A guy is driving around the backwoods of Montana and he sees a sign in front of a broken down shanty-style house: 'Talking Dog For Sale '. He rings the bell and the owner appears and tells him the dog is in the backyard.

The guy goes into the backyard and sees a nice looking Labrador retriever sitting there.

'You talk?' he asks.

'Yep,' the Lab replies.

After the guy recovers from the shock of hearing a dog talk, he says 'So, what's your story?' 
The Lab looks up and says, 'Well, I discovered that I could talk when I was pretty young. I wanted to help the government, so I told the CIA. In no time at all they had me jetting from country to country, sitting in rooms with spies and world leaders, because no one figured a dog would be eavesdropping.' 
'I was one of their most valuable spies for eight years running.. But the jetting around really tired me out, and I knew I wasn't getting any younger so I decided to settle down. I signed up for a job at the airport to do some undercover security, wandering near suspicious characters and listening in. I uncovered some incredible dealings and was awarded a batch of medals.' 'I got married, had a mess of puppies, and now I'm just retired.'

The guy is amazed. He goes back in and asks the owner what he wants for the dog.

"Ten dollars", the guy says.

Ten dollars? This dog is amazing! Why on earth are you selling him so cheap?

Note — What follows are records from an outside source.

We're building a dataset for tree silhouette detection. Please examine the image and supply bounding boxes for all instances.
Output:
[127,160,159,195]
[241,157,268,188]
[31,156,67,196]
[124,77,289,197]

"Because he's a liar that's why, he never did any of that stuff."


----------



## davelincs (Jan 1, 2010)

:lol: :lol:


----------



## YELLOW_TT (Feb 25, 2004)

:lol: :lol:


----------



## YELLOW_TT (Feb 25, 2004)

:lol: :lol:


----------



## T3RBO (Dec 9, 2003)

:lol: :lol: :lol:


----------



## trev (Aug 5, 2005)

:lol: :lol:


----------



## Charlie (Dec 15, 2006)

Heard it before but still made me laugh :lol: :lol: :lol:


----------



## John-H (Jul 13, 2005)

:lol: :lol:


----------



## CWJ (Aug 24, 2010)

:lol: :lol: :lol:


----------



## Dingabell (Aug 8, 2010)

:lol: :lol:


----------